Strandhavet Viking Museum in Second Life

Strandhavet Viking Museum, April 2021

Despite having moved to Second Norway eight months ago – and having been pretty familiar with the estate a good while before that – I have to admit I only recently discovered the Strandhavet Viking Museum, tucked away on the northern island of the estate.  For those with any interest at all in Viking History, it is a compact treasure trove of information and artefacts.

Curated and operated by Katia (katia Martinek), the museum offers both indoors and outdoor exhibits to appreciate, and is richly informative on the Viking / Norse life and the extensive history and travels of the Vikings. From the landing point, the museum’s facilities might be split into three areas: the main exhibition building, the art centre and the outdoor displays.
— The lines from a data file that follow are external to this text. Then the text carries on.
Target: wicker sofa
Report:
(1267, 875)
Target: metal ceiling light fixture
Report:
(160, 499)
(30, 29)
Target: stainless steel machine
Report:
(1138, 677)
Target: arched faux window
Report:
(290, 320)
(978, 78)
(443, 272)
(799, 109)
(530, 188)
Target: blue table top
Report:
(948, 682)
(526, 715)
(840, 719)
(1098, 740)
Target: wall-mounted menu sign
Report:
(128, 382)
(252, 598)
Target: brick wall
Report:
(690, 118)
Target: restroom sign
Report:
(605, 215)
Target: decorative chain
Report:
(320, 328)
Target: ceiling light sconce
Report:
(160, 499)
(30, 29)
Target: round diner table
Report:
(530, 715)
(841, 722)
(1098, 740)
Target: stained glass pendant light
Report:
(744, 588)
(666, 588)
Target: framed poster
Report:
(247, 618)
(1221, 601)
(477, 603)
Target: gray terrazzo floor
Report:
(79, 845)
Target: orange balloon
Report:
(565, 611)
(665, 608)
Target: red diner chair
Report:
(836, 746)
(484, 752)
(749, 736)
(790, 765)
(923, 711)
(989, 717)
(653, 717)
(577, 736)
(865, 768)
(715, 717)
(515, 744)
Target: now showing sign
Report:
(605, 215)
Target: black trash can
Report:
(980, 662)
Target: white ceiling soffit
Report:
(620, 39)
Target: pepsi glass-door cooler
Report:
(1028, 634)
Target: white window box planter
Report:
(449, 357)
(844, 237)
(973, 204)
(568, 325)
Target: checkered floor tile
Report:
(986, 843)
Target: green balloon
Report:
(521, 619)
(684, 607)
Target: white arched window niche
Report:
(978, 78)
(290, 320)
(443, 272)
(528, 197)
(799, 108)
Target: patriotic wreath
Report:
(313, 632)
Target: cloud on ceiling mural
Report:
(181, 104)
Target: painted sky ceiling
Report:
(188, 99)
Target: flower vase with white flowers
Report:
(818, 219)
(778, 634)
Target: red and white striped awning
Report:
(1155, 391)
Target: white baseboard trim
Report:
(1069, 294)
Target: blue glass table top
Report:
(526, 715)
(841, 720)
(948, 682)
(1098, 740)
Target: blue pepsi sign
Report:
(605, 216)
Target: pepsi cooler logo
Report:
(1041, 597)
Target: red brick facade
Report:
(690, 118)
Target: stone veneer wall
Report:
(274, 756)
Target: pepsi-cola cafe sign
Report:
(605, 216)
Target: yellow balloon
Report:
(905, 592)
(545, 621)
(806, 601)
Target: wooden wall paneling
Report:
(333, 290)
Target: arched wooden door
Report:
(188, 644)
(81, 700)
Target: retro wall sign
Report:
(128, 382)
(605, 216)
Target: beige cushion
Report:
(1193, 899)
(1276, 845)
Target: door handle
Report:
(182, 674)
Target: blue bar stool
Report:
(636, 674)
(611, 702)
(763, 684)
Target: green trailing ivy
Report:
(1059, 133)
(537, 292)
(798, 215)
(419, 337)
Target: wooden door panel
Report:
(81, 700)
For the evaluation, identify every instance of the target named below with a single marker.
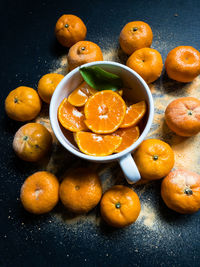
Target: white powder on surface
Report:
(81, 93)
(105, 116)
Strandhavet Viking Museum, April 2021

The latter comprise two main displays – the Holmgang (duelling area) and the  burial mounds, each presented with information boards that will either supply visitors with note cards or links to web pages where information on Viking burials (including the Lindholm Høje burial site) can be obtained.

The main museum building is laid out much as a physical world museum tends to be, presenting a mix of large, open displays and those placed behind glass to protect them, and visitors are encouraged by rope barriers and the general layout to follow a path into the centre of the building.

Strandhavet Viking Museum, April 2021

This route will take you by way of learning about Yggdrasil and  Old Norse cosmology and the Överhogdal Tapestries, through displays focusing on Viking Life – dress, weapons, pastimes, architecture, transportation – notably the Viking long ship, which sits as the museum’s central display piece – religions (both pagan and Christian), law, and more. Again, individual displays offer note cards and  / or links for further information, and Katia has clearly taken considerable time to bring together a collection that offers genuine insight to Viking society.

At the time of my visit, the museum included an exhibition entitled Vikings in the East. Many of us are likely more than familiar with the westward voyages and activities of the Vikings – their coastal raids down long the Atlantic coast of Europe the around Britain, their trans-Atlantic voyages, even their travels to the Mediterranean.  What may be less familiar is their journeys east into central Europe and beyond. Vikings in the East helps to put much of the latter into perspective. If – like me – you’ve watched (and growled at) the seven seasons of Vikings, this exhibit offers a lot to help historically frame things.

Strandhavet Viking Museum, April 2021

The second of the museum’s building offers a display of Viking art, a small café and the opportunity to learn to play Berserker – which like chess, takes minutes to learn and a potential lifetime to master (although watching the animated playing pieces can keep players entertained!).

My  only minor niggle is that – again, appreciating the LI count – the museum feels a little cramped, and could do with perhaps being a little larger; the featured exhibit is a little crowded-in by the presence of the long ship. But that aside, Strandhavet Viking Museum is an entertaining, engaging and informative visit.